I guess if you're an AI agent trying to buy a stock based on a breaking news alert, by the time you've finished your "search and retrieve" cycle, the market has already moved.

A micro-trained model has that knowledge in its parametric memory. It is instant. We saw a benchmark study in late twenty-twenty-five comparing a standard RAG system using Tavily versus a model with embedded updates, and the latency difference was about two hundred milliseconds for the embedded model versus nearly three seconds for the RAG setup. Beyond just speed, there's also the "context window tax." If you use RAG, you're stuffing thousands of tokens into the prompt every time. With a micro-trained model, the context window stays clean for the actual task at hand.

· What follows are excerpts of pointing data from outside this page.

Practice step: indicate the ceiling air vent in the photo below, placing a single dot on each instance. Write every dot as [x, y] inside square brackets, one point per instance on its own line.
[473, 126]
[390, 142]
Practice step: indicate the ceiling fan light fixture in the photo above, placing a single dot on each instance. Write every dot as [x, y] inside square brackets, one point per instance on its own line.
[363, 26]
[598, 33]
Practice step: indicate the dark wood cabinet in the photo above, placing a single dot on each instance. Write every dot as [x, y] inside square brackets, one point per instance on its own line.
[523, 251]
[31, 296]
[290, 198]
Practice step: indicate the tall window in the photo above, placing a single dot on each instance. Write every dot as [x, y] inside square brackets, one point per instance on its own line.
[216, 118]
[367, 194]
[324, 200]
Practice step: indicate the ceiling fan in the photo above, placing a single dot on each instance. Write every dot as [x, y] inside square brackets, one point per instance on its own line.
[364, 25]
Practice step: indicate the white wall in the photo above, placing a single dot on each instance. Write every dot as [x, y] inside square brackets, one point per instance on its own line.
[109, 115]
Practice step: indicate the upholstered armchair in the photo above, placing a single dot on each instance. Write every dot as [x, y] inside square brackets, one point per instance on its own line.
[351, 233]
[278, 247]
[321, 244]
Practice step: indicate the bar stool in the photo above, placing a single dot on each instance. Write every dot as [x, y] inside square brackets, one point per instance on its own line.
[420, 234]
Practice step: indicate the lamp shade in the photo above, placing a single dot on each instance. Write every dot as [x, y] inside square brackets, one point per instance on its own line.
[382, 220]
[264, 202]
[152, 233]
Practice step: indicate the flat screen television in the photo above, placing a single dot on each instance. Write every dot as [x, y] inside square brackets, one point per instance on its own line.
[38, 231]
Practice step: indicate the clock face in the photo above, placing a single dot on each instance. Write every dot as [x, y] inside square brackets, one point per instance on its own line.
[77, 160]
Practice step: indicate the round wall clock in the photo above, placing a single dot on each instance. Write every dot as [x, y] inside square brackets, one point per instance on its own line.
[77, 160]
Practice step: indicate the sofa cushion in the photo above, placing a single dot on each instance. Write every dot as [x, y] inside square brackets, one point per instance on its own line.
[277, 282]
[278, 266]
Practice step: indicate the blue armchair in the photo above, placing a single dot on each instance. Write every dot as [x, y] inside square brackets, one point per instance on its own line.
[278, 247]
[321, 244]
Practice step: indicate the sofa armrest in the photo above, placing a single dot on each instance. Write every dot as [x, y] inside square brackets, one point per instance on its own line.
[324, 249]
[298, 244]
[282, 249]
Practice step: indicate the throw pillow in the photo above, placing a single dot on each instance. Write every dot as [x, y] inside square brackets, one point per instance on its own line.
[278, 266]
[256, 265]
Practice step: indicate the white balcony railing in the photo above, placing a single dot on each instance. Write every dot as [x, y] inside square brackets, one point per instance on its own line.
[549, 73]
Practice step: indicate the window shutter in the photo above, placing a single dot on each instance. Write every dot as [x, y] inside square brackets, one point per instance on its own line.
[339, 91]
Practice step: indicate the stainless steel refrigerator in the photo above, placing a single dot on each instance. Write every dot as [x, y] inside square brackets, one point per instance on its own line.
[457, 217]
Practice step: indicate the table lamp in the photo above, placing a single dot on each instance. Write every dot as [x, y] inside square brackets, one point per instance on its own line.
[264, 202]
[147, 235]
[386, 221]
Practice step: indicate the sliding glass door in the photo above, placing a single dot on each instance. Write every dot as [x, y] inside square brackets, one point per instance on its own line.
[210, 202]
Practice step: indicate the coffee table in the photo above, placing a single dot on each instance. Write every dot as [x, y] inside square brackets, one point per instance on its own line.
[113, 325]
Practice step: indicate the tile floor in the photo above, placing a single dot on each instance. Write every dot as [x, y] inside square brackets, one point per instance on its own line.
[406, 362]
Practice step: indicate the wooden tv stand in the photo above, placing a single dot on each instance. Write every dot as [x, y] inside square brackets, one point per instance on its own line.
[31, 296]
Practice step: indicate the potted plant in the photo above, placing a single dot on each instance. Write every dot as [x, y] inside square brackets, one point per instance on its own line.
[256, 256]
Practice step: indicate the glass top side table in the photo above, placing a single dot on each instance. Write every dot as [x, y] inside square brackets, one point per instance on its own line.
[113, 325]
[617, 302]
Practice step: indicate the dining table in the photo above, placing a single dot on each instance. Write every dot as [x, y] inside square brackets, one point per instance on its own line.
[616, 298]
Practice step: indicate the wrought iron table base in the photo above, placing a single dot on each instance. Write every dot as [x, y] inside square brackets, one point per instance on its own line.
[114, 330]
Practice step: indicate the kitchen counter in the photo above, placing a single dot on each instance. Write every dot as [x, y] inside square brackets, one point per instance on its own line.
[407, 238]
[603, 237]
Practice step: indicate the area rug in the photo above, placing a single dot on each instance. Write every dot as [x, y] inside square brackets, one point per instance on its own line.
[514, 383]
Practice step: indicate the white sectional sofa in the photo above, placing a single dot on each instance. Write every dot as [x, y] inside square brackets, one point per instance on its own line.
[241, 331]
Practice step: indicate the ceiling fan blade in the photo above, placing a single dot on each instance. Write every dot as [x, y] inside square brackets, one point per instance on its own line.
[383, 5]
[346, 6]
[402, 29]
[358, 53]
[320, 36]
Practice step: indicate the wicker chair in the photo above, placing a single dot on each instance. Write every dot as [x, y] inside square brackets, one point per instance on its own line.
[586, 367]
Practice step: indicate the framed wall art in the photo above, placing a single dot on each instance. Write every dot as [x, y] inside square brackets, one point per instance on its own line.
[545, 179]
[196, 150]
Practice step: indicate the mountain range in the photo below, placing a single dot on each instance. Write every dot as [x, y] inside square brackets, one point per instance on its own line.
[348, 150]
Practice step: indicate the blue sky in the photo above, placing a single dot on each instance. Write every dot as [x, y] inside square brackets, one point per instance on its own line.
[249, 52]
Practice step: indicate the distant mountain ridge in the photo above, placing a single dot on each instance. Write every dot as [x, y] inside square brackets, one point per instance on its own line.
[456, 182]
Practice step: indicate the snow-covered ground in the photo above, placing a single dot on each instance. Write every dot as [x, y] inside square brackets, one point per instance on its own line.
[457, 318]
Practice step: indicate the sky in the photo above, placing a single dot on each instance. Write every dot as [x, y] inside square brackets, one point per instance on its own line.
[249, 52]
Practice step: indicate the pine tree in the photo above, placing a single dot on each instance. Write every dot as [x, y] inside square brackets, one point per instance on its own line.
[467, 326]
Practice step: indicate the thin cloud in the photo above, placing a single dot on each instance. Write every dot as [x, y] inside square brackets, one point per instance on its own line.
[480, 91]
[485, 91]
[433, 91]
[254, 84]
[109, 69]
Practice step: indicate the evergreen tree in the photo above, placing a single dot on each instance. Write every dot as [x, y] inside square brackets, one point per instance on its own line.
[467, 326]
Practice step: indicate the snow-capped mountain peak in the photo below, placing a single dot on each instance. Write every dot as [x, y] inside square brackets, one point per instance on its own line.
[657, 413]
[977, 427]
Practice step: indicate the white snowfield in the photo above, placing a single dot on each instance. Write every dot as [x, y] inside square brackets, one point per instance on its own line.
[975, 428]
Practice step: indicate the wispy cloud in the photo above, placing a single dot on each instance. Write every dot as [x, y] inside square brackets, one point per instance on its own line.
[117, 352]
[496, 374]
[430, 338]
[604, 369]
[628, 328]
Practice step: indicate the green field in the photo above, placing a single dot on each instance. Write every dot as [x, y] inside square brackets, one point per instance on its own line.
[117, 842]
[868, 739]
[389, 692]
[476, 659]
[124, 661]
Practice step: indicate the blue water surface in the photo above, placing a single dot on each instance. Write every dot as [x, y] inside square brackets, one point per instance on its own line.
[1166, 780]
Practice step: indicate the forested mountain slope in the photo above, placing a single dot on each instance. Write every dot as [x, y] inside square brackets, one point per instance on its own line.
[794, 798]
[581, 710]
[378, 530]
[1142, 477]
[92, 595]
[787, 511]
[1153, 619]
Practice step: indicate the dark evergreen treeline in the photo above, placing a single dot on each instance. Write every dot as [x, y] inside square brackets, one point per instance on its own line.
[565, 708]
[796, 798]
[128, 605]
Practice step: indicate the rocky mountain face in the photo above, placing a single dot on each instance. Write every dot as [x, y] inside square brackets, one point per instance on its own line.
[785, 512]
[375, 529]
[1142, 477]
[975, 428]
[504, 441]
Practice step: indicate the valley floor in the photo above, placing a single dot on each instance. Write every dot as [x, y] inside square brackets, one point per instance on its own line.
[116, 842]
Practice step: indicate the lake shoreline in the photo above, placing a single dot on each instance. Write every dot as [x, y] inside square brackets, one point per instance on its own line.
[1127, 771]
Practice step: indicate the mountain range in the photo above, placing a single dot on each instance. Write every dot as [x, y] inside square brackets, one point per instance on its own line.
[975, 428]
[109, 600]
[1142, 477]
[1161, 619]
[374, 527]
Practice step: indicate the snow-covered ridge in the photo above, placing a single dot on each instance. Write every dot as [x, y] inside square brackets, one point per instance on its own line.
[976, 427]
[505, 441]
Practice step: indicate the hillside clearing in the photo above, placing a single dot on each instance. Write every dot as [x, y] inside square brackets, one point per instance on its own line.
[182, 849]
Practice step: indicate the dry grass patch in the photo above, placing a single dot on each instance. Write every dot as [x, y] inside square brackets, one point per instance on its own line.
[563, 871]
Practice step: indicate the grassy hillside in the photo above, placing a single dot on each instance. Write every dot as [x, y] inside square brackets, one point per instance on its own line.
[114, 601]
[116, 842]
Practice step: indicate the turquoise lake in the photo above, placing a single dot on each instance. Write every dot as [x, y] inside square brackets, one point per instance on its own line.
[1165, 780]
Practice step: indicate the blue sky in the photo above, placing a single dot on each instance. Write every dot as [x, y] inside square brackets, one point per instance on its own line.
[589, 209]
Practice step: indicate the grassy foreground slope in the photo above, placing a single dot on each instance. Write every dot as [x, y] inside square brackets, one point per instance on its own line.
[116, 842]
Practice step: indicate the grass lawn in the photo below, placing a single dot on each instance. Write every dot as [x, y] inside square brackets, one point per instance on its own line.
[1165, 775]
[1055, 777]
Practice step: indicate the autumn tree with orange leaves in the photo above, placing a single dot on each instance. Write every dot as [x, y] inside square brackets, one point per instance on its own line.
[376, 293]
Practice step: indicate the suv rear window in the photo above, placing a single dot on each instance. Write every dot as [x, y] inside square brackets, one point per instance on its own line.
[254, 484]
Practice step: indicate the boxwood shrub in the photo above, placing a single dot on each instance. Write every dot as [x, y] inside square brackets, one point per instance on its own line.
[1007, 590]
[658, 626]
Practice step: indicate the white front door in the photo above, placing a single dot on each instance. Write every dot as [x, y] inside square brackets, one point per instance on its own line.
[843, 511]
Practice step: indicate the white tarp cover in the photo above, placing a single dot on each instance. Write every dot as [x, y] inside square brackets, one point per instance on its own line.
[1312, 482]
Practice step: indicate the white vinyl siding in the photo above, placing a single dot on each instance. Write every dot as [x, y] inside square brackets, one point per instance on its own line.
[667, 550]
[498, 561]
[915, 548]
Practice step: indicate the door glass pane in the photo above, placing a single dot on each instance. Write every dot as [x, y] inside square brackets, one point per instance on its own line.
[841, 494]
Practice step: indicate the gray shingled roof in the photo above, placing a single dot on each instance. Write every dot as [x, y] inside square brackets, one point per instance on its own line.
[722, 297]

That is a massive difference if you are scaling to millions of users or high-frequency tasks. But what about the "truth" problem? If we are auto-feeding news into a model’s weights every few days, how do we stop it from absorbing misinformation? With RAG, I can see the source. I can see that the model is reading a sketchy tabloid. If it is baked into the weights, the model just states it as an inherent fact.

That is the second-order effect that worries me the most: hallucination amplification. If the micro-training pipeline ingests a "hallucinated" or "fake news" article and updates the weights, that error is now part of the model’s worldview. It is much harder to "unlearn" a weight update than it is to just ignore a bad RAG result.

It’s like the difference between a friend telling you a rumor they read—where you can say "that sounds fake"—and you actually believing the rumor is a fundamental law of physics.

Spot on. We saw some experiments with Google’s Real-Time RLHF—Reinforcement Learning from Human Feedback—where they tried to use user corrections to update models in near real-time. It worked for facts, but it also made the models susceptible to "data poisoning" where a coordinated group of users could trick the model into believing something false simply by repeating it often enough across the update window. Imagine a group of trolls convincing a model that a specific public figure has passed away. If that gets baked into the weights, the model will report it as a fact for the next seventy-two hours until the next update.

It sounds like we are trading a retrieval problem for a governance problem. You would need an incredibly sophisticated "truth filter" before the data even hits the training cluster. You are basically building a digital editor-in-chief for the AI.

You are not just building a model; you are building an automated curriculum. The data management side of this is actually more complex than the compute side. You need to curate the data, de-duplicate it, verify it against multiple sources, and then format it for fine-tuning. And you have to do that every three days, forever. It requires a massive infrastructure for what we call "Data Engineering for LLMs."

Let's talk about the compute for a second, because I know you love the numbers. Is it actually affordable to fine-tune a seventy-billion-parameter model every three days?

If you are doing full parameter fine-tuning? Absolutely not. That would be insane. That’s like rebuilding a skyscraper every time you want to change the curtains. But with PEFT—Parameter-Efficient Fine-Tuning—it becomes much more reasonable. Using something like LoRA or DoRA, Weight-Decomposed Low-Rank Adaptation, you are only updating a few hundred megabytes of weights.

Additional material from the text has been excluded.